Make the SMALLEST possible change to test the hypothesis. ONE variable at a time.

**Do NOT:**
- Fix multiple things at once
- "Improve" nearby code while you're there
- Add features to the fix

### 3.3 Verify

```bash
go build ./...
go test ./internal/<context>/... -count=1 -v -race
```

- If fix works → Phase 4
- If fix doesn't work → form NEW hypothesis (don't pile more changes)

## Phase 4: Implementation

### 4.1 Create a Failing Test First

Use TDD even for bugfixes:

```go
func TestNotification_FindByID_WrongProject_ReturnsNotFound(t *testing.T) {
    // Create notification in project A
    // Attempt to find it from project B
    // Assert: domain.ErrNotificationNotFound
}
```

Run it. Confirm it fails for the right reason.

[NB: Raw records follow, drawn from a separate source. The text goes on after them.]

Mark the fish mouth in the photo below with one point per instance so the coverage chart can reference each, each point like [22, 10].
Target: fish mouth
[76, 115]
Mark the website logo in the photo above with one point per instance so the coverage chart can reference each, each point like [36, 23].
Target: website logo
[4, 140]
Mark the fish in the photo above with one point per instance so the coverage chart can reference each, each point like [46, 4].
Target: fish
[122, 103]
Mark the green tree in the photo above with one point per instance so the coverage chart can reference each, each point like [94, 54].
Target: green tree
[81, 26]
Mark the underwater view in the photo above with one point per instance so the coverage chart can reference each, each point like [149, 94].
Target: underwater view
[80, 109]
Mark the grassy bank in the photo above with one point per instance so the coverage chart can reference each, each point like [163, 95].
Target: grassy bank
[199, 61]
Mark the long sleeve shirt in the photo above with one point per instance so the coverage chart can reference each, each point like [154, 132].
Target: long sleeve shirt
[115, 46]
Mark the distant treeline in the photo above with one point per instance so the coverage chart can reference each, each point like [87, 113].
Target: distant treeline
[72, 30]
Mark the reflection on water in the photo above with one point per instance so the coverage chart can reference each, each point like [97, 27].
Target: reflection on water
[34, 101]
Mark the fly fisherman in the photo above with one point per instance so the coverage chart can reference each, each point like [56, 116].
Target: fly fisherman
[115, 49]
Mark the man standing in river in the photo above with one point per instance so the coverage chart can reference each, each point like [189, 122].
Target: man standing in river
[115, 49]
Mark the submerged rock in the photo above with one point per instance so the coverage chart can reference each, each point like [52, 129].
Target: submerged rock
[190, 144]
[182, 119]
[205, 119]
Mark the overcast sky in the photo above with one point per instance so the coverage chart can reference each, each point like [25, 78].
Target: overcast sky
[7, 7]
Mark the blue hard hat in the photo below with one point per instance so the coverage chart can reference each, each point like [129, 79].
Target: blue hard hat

### 4.2 Fix the Root Cause

ONE change. At the source, not at the symptom.

### 4.3 Verify Completely

```bash
go build ./...
go test ./... -count=1 -race  # Full suite, not just the failing test
```

### 4.4 Escalation Rules

| Attempts | Action |
|----------|--------|
| 1 fix failed | Re-analyze with new information. Return to Phase 1. |
| 2 fixes failed | Step back. Are you in the right layer? Re-trace from the error surface. |
| 3+ fixes failed | **STOP.** This is likely an architectural issue, not a local bug. Report to user with: what you investigated, what you tried, why you think the architecture needs discussion. |

## Summary Output

When done, return:
```
## Debug Report

### Root Cause
[One sentence: what was actually wrong and in which layer]

### Evidence
[The specific error trace or test output that confirmed the root cause]

### Fix
- `path/to/file.go` — [what changed]

### Verification
- go build: PASS
- go test (specific): PASS
- go test (full suite): PASS
- Race detector: CLEAN

### Regression Test
- `path/to/test_file.go:TestName` — [what it proves]
```

## Red Flags — STOP and Return to Phase 1

- "Quick fix for now, investigate later"
- "Just try changing X and see"
- "I don't fully understand but this might work"
- "It's probably a [layer] issue" (without evidence)
- Proposing fixes before tracing through the layers
- Modifying multiple files simultaneously "to see if it helps"
- Same error after 2 fix attempts

## Guidelines

- Read each file at most once.
- Always trace errors through hexagonal layers before guessing.
- A fix without a regression test is not a fix — it's a prayer.
- If the circuit breaker on go-fixer fired and you still can't find the root cause, escalate to the user honestly. "I don't understand this" is more valuable than a wrong fix.